There's a lot you don't say about how much variation might
occur in your data. But here's some code:
#!/usr/bin/perl -w
use strict;
# Dummy up some data
my $html_page = <<END_HTML;
<html>
<head><title>My test page</title></head>
<body>
Stuff stuff stuff
<a href="/f1/show?page=matchup&lid=206&week=8&mid1=2&mid2=4">
Grut garble glump
<a href="/f1/show?page=matchup&lid=206&week=13&mid1=11&mid2=8">
Anderanda manda ander
<a href="/f1/show?page=matchup&lid=206&week=4&mid1=7&mid2=7">
Bottom
</body>
</html>
END_HTML
# if you KNOW the bits will always be in the order above...

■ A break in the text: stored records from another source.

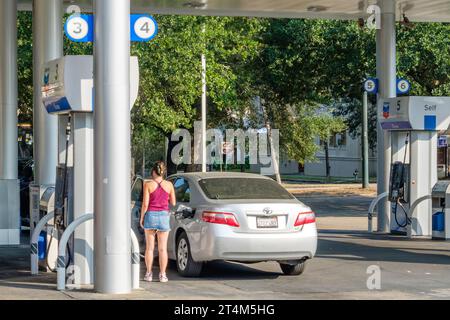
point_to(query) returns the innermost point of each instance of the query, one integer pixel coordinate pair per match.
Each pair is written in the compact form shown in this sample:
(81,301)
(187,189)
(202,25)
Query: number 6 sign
(403,86)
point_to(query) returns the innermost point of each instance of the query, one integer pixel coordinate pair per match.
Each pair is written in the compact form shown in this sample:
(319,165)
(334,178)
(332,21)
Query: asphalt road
(417,269)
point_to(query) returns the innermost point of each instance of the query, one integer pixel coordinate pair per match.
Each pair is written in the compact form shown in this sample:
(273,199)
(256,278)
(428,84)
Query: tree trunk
(327,161)
(192,167)
(143,159)
(273,154)
(171,167)
(275,164)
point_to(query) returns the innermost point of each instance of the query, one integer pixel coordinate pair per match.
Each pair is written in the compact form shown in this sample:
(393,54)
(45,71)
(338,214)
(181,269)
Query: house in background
(345,155)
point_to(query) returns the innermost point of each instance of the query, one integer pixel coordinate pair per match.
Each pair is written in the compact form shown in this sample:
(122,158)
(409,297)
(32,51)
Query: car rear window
(243,188)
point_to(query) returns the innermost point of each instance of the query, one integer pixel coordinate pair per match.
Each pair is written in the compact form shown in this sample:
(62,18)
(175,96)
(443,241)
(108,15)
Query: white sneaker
(163,278)
(148,277)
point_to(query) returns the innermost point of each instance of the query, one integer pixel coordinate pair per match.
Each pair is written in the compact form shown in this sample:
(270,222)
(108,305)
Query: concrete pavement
(417,269)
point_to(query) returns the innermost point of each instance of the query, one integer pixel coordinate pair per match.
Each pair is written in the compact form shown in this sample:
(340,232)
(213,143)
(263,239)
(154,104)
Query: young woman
(155,218)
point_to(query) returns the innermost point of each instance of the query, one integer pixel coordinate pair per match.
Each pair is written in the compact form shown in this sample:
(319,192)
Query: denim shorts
(157,220)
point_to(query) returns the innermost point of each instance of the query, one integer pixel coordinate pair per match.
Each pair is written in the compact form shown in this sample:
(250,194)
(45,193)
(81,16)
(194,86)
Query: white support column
(47,45)
(204,101)
(9,184)
(83,185)
(387,76)
(112,156)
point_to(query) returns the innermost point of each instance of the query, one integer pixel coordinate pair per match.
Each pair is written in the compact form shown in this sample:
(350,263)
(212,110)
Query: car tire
(293,270)
(186,266)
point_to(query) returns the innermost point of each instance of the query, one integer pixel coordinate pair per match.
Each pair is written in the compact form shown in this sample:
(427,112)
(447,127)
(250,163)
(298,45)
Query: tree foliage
(296,66)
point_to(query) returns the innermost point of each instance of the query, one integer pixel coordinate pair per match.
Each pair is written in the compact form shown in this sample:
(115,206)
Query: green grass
(320,179)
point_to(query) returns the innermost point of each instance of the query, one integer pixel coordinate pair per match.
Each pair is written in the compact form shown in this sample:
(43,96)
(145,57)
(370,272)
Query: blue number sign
(80,28)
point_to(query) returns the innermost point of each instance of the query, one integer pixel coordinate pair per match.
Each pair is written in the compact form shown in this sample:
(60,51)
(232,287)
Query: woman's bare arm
(172,198)
(145,198)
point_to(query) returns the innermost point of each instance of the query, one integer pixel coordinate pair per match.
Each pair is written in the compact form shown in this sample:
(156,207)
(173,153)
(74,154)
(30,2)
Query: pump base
(9,212)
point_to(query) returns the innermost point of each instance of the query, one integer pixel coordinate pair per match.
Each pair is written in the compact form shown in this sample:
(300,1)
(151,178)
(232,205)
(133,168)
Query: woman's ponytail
(159,168)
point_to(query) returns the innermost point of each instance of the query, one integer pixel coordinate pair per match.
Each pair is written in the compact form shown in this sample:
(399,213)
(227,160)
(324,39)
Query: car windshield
(243,188)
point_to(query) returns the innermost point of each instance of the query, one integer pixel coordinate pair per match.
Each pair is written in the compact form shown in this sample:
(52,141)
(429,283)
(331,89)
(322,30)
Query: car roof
(206,175)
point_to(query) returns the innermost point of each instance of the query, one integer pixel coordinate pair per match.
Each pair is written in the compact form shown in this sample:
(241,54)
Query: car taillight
(305,218)
(220,218)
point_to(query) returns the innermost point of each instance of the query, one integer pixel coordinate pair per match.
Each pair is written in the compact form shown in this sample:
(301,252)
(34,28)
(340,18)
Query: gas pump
(414,123)
(67,91)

while ( $html_page =~ /&week=(\d+)&mid1=(\d+)&mid2=(\d+)/g ) {
my ($week, $mid1, $mid2) = ($1, $2, $3);
print "week[$week] mid1[$mid1] mid2[$mid2]\n";
# do stuff
}
# if the bits can occur in any order...
while ( $html_page =~ /(<a[^>]+>)/g ) {
my $anchor_txt = $1;
my ($week, $mid1, $mid2);
my $found_all = 1;
unless ( ($week) = $anchor_txt =~ /week=(\d+)/ ) {$found_all = 0}
unless ( ($mid1) = $anchor_txt =~ /mid1=(\d+)/ ) {$found_all = 0}
unless ( ($mid2) = $anchor_txt =~ /mid2=(\d+)/ ) {$found_all = 0}
if ($found_all) {
print "week[$week] mid1[$mid1] mid2[$mid2]\n";
# do stuff
}
else {
print "Oops! Missing bit or extraneous tag.\n";
}
}
The link extractor
$html_page =~ /(<a^>+>)/g
is not safe for all purposes.
But it is a bit more robust than Chady's quick-and-dirty
grabber which assumes that the complete text of only one
tag will appear on any one line.
From the looks of it, it's likely that the
one-line proviso is fine for your data.
If the solutions proposed so far are not flexible enough
to handle your data, give another holler...
Hope this helps. David |